Читаем Женский клуб полностью

Суккот – праздник сбора урожая – последний в осенней череде, настоящее облегчение после серьезных и важных Рош га-Шана и Йом Кипура. Тора велит нам строить сукки – шалаши, подобные тем, что строили евреи, когда сорок лет ходили по пустыне, – и жить в них семь дней и семь ночей. Когда весь мир перебирается с улиц в дома и сезон пикников заканчивается до следующего года, мы выходим есть на улицу.

Мы строим сукку из чего ни попадя: стены из алюминия, брезентовых навесов, металлических шестов, фанерных досок, старых занавесок для душа. В сукке должно быть по крайней мере две с половиной стены, а крыши должны быть из того, что растет на земле – веток, листьев, бамбуковых палок, – и уложены так, чтобы мы видели звезды по ночам, а днем внутри было больше тени, чем солнца. Мы делали это столько лет, что отлично знали, как строить наши сукки, к какому углу крепить опоры, какой величины они должны быть, чтобы вместить наши большие семейства, и насколько прочными, чтобы устоять в ветер и дождь. Пятнадцать лет назад над городом пронеслась страшная буря и многие сукки повалило, а некоторые даже летали по кварталу.

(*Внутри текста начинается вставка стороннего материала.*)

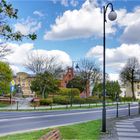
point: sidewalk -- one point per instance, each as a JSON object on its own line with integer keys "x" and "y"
{"x": 125, "y": 128}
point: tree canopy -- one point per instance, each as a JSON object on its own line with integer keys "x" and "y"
{"x": 7, "y": 13}
{"x": 129, "y": 72}
{"x": 5, "y": 77}
{"x": 44, "y": 83}
{"x": 112, "y": 89}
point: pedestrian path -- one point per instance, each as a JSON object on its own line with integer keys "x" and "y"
{"x": 127, "y": 130}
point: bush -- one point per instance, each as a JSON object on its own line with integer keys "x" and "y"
{"x": 78, "y": 100}
{"x": 46, "y": 101}
{"x": 127, "y": 99}
{"x": 63, "y": 100}
{"x": 93, "y": 99}
{"x": 68, "y": 92}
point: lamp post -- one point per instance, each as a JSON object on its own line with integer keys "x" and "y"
{"x": 112, "y": 16}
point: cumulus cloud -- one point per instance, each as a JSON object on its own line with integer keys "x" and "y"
{"x": 38, "y": 13}
{"x": 27, "y": 26}
{"x": 74, "y": 3}
{"x": 20, "y": 55}
{"x": 113, "y": 76}
{"x": 115, "y": 57}
{"x": 85, "y": 22}
{"x": 130, "y": 21}
{"x": 64, "y": 3}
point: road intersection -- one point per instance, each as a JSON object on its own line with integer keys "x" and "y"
{"x": 15, "y": 122}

Когда дети были маленькими, мы гораздо больше времени проводили, украшая сукку, мастерили бумажные цепи из картона, нанизывали гирлянды из клюквы, вырезали фигурки из войлока. Хелен Шайовиц купила самодельный набор для витражных окон, миссис Леви научила свою Анну Бет строить мобили из сшитых вручную фруктов, а Бесси Киммель усадила дочерей рисовать подставки под тарелки для гостей, которые будут есть в их сукке, для каждого свою. Мы ламинировали все картинки (кто-то даже пропитывал их специальным раствором), чтобы дождь их не испортил, и после праздника аккуратно убирали до следующего года.

Теперь мы всё еще доставали из гаражей коробки с припасами, покупали отрезы войлока, наборы цветного картона и пакеты клюквы. Но время, оставленное на украшения, после всей готовки и уборки неумолимо сокращалось, и мы гадали, не исчезнет ли оно вовсе в один прекрасный день. Вместо того чтобы делать новые украшения, мы развешивали то, что сохранилось с прошлых лет, пытаясь спасти все, что возможно. Но картонные цепи ссыхались, картинки выцветали, и покрывавшая их пленка отслаивалась по углам.

В этот раз, за два дня до наступления Суккота, Бат-Шева постучала в наши двери и сообщила, что собирается завтра украшать свою сукку, не могли бы наши дети помочь ей? Мы видели ее радостное волнение, когда она объясняла, что впервые будет строить сукку, потому что в Нью-Йорке у нее не было места. Она тронула нас, мы бы и сами мечтали испытать такое воодушевление и потому сказали, что непременно передадим все детям, а может, даже и сами успеем зайти.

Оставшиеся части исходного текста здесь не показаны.